According to him, today, one can hardly see IOCs anymore in onshore basins in the 48 US Continental States because of diminishing hydrocarbon resources and discovery sizes. He said the ongoing divestments must have been expected to happen in Nigeria, but the government didn’t plan policy to manage such phenomenon when it comes.
“For example, was the renewal of these assets in 2018 ill-advised? Negotiation of fiscal and commercial terms in PIA 2021 offers another great example. The onshore fiscal terms are harsh in the PIA relative to the deep offshore terms.

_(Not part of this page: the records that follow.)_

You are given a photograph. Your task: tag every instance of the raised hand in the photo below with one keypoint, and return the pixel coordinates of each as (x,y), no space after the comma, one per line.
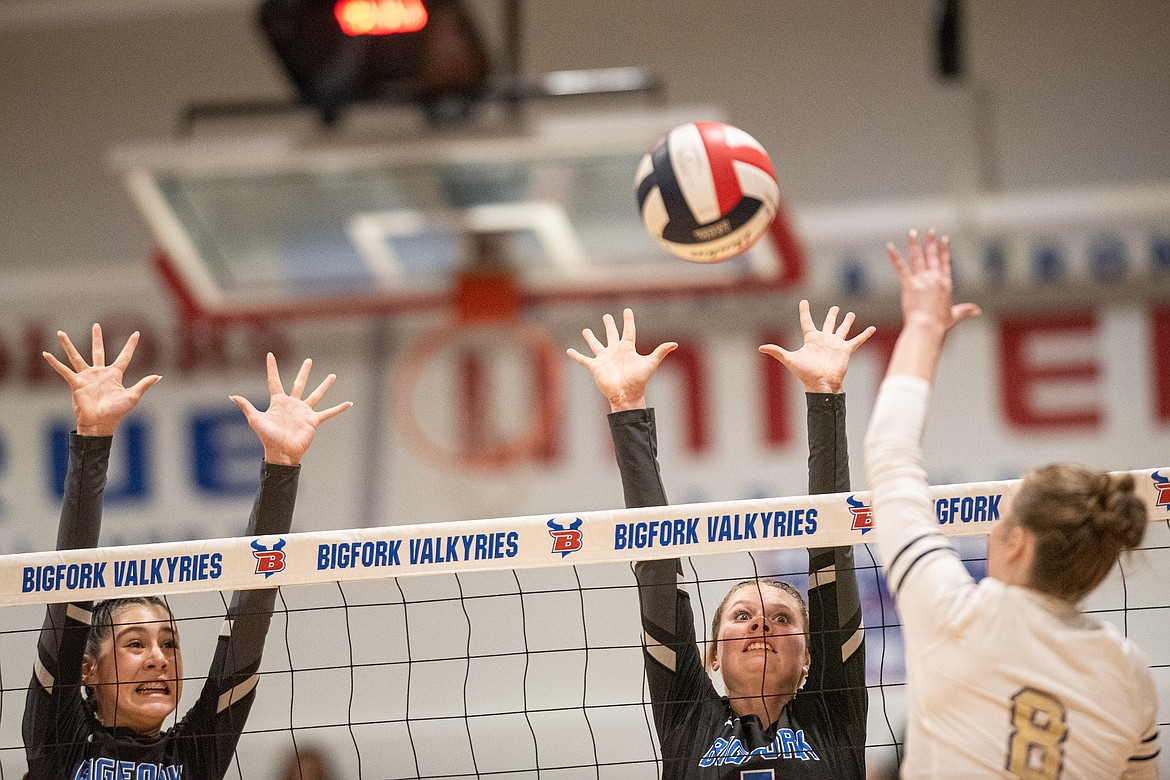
(287,427)
(927,285)
(823,359)
(100,401)
(620,373)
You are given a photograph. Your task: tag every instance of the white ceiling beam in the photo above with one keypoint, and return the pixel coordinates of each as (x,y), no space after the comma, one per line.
(25,14)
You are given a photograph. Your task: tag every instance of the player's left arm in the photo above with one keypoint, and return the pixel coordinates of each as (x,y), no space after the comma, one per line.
(286,429)
(1143,763)
(835,629)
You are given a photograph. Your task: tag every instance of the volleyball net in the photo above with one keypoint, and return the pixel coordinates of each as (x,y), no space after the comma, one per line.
(510,647)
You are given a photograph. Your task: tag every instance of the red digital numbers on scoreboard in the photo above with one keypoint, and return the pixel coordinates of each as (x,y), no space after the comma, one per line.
(380,16)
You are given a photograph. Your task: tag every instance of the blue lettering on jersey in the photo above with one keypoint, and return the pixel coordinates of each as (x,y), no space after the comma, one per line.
(787,745)
(108,768)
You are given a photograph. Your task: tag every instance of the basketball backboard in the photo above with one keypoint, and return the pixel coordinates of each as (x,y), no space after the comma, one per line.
(269,226)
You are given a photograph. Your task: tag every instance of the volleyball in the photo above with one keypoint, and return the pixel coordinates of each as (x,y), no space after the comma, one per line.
(707,192)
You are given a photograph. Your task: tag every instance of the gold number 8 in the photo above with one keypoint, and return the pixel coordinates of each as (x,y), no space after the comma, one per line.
(1039,726)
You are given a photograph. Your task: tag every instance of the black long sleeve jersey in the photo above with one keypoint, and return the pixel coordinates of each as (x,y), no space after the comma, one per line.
(63,740)
(821,732)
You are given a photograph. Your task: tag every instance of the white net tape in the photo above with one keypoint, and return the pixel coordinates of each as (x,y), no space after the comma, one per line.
(506,648)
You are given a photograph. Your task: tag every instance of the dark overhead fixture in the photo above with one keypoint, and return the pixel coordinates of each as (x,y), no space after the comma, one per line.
(343,52)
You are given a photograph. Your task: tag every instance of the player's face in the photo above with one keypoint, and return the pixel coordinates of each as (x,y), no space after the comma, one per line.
(762,643)
(138,675)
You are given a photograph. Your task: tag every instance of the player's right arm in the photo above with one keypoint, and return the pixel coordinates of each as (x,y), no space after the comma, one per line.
(674,668)
(835,633)
(923,571)
(54,713)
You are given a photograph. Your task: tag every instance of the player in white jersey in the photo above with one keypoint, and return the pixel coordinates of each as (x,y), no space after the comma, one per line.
(1006,678)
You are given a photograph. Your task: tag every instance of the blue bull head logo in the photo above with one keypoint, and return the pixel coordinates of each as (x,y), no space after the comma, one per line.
(269,560)
(565,538)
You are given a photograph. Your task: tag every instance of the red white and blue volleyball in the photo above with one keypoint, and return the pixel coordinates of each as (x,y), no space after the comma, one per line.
(707,192)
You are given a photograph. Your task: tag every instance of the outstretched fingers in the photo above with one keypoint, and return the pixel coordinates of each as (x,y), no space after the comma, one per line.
(578,357)
(139,388)
(860,338)
(332,412)
(611,330)
(98,346)
(660,352)
(831,319)
(302,379)
(66,372)
(275,387)
(128,351)
(777,352)
(322,388)
(246,406)
(628,330)
(75,359)
(592,340)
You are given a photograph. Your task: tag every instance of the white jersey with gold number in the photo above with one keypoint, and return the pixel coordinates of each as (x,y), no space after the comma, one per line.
(1004,682)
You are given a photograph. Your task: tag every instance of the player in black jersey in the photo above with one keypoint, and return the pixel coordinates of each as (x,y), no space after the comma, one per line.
(795,675)
(124,653)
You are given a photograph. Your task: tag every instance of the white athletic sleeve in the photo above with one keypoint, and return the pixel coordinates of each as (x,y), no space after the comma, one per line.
(922,570)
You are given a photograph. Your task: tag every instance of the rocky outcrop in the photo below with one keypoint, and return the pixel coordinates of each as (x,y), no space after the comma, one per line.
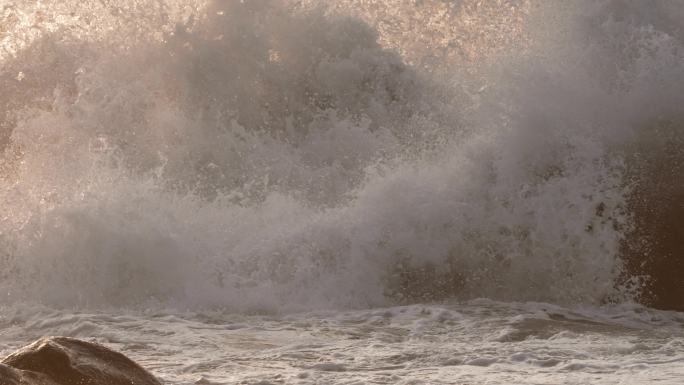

“Some of us saw these divestments coming then and warned. The deep offshore was the target of negotiations with the then Minister by the IOCs during the PIA. Another example is the renewal of PSC 1993 deepwater assets as PIB terms were being debated 3-4 years before expiration of the terms because of the unknown impact of energy transition and COVID-19?,” he said.
Energy expert, Ademola Adigun said there is a need for the Federal Government to allow the investors to divest just the same way they invested in the country. He said there should not be a reason for the government to delay the investors, adding that the delay creates a negative image for the country.